Selon l'art. 17 al. 2
3e phrase de la LSEE, les enfants célibataires âgés de moins de 18 ans ont le
droit d'être inclus dans l'autorisation d'établissement de leurs parents aussi
longtemps qu'ils vivent auprès d'eux.
La jurisprudence
distingue le cas de l'enfant qui rejoint uniquement l'un de ses deux parents en
Suisse de celui où il retrouve ses deux parents dans notre pays. Dans le
premier cas, il n'a pas un droit inconditionnel à la délivrance d'une
autorisation de séjour qui est subordonnée à différentes exigences, alors que
dans la seconde hypothèse, il faut appliquer d'autres critères : le
regroupement familial a posteriori est en effet en principe admissible en tout
temps dans le cadre de l'art. 17 al. 2 LSEE, sous réserve de l'existence d'un
abus de droit (ATF 126 II 329 - JT 2002 I 290).
Les recourants
insistent sur le fait qu'ils ont déposé leur demande de regroupement familial
le 23 mai 2001 déjà, soit avant que leur fils n'ait atteint l'âge de dix-huit
ans. Ils répètent qu'ils n'ont pas pu étendre la requête aux frère et soeur
cadets d'Z.________ en raison de l'impossibilité de les loger dans leur
appartement actuel, insistant sur le fait que des conditions pratiques (manque
de logements subventionnés et salaire peu élevé) empêchent la réunion de tous
les membres de la famille. Ils expliquent que dans ce contexte ils ont choisi
de faire venir Z.________ en premier lieu. Au regard des circonstances
invoquées, ils contestent les raisons économiques retenues par l'autorité
intimée à l'appui de son refus.
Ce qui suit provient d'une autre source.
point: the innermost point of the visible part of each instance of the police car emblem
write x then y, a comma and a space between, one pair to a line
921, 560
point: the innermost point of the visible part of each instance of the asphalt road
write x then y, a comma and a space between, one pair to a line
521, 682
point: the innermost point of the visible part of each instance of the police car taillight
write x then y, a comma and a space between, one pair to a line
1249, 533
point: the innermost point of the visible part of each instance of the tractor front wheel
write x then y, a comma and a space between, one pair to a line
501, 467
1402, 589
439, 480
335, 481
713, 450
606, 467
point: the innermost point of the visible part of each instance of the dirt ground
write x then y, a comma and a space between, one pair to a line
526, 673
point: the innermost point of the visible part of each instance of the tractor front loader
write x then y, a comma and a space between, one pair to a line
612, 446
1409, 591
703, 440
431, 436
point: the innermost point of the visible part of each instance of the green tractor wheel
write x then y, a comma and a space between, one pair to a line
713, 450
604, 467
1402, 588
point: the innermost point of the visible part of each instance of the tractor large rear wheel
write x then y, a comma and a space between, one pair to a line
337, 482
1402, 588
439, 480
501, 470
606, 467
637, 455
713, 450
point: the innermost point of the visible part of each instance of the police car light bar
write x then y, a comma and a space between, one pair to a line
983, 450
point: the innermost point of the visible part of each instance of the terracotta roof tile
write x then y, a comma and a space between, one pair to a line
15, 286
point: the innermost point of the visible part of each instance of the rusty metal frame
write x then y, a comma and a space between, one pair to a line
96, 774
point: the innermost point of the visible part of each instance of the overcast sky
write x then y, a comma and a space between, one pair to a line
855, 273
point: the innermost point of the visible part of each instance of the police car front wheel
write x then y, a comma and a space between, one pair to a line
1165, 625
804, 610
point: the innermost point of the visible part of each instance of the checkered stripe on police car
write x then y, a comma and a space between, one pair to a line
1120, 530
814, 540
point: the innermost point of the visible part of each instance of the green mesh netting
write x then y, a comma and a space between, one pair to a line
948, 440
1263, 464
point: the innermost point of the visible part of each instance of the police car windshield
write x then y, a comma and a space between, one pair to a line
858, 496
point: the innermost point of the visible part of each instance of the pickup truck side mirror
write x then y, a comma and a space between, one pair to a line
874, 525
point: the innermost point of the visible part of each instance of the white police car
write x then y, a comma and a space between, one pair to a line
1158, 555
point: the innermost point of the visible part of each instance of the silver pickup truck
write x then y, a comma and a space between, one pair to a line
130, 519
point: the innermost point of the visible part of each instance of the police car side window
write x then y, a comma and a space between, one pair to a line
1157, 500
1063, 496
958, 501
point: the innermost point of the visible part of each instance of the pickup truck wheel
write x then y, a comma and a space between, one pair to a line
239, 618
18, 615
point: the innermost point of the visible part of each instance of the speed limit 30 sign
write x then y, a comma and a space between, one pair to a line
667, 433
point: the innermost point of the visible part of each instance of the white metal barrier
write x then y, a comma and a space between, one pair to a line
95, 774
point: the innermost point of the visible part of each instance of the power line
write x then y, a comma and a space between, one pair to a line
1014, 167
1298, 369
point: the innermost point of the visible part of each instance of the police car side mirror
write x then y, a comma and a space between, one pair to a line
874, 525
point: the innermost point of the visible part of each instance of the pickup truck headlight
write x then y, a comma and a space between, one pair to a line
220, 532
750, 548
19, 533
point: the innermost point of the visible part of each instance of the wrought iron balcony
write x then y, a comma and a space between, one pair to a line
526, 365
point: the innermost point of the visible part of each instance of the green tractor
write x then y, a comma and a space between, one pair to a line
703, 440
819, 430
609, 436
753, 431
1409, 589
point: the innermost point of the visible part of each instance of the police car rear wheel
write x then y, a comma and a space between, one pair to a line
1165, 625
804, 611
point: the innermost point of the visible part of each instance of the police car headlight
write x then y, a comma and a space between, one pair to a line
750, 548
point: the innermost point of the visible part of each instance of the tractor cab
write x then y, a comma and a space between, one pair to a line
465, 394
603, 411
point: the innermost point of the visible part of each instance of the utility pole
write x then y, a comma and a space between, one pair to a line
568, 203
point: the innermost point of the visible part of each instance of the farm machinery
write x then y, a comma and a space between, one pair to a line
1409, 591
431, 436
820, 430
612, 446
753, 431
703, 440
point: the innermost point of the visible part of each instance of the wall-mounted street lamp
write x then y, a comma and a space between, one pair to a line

Enfin, ils exposent que leur fils aîné, qui est
marié, père de trois enfants et habite actuellement à Lausanne, pourrait loger
Z.________ dans leur appartement qui est suffisamment grand si celui-ci était
autorisé à venir s'établir en Suisse.
2.
En l'espèce, il est
constant que la demande de regroupement familial a été déposée au mois de mai
2001.
alors qu'Z.________ était encore mineur, mais déjà dans sa dix-septième
année. Il résulte aussi du dossier qu'Z.________ n'a jamais résidé en Suisse
auprès de ses parents et de ses cinq frères et soeur. Il a toujours vécu dans
son pays d'origine où résident d'autres membres de la famille, soit en
particulier un frère et un soeur plus jeunes que lui. Sous cet aspect, il
apparaît déjà clairement évident que les plus jeunes enfants des recourants ont
un intérêt plus important que l'intéressé à vivre dans notre pays auprès de
leurs parents, ce d'autant plus que le recourant n'a jamais été scolarisé en
Suisse et n'y est par la force des choses pas intégré. Ces considérations sont
d'autant plus pertinentes qu'il est devenu majeur dans l'intervalle. La
jurisprudence a affirmé à plusieurs reprises que passé le cap de la majorité
suisse, l'enfant doit pouvoir vivre de façon indépendante de ses père et mère
(ATF 120 Ib 257; ATF 2A.229/2001 du 26 juillet 2001; ATF 2A.58/2000 du 28 avril
2000; ATF 2A.240/2000 du 14 août 2000, arrêts concernant toutefois tous des
situations de regroupement familial auprès d'un seul parent en Suisse). Le fait
que Z.________ devrait habiter chez son frère aîné est un indice supplémentaire
de l'absence d'une véritable communauté domestique avec ses parents et ne
milite pas en faveur de la délivrance d'une autorisation de séjour par
regroupement familial qui implique que parents et enfants vivent ensemble (art.
17.
al. 2 LSEE). La décision attaquée doit être confirmée, dans un cas où le but
n'est manifestement pas de permettre le ménage commun, mais d'obtenir plus
facilement une autorisation de séjour afin d'intégrer le marché suisse du
travail.
3.
Les considérants qui
précèdent conduisent au rejet du recours selon la procédure simplifiée de
l'art. 35a LJPA aux frais des recourants qui succombent (art. 55 al. 1 LJPA).
Dispositif
Par ces motifs
le Tribunal administratif
arrête:
I. Le recours est
rejeté.
II. La décision du
SPOP du 6 novembre 2002 est confirmée.
III. L'émolument
et les frais d'instruction, par 500 (cinq cents) francs sont mis à la charge
des recourants.
Lausanne, le 15 avril 2003
Le président: La
greffière:
Le présent arrêt est notifié :
- aux recourants, personnellement, sous pli
recommandé;
- au SPOP.
Annexe pour le SPOP : son dossier en
retour.
Le présent arrêt peut faire l'objet, dans
les trente jours dès sa notification, d'un recours de droit administratif au
Tribunal fédéral. Le recours s'exerce conformément aux art. 103 ss de la loi
fédérale d'organisation judiciaire (RS 173.110).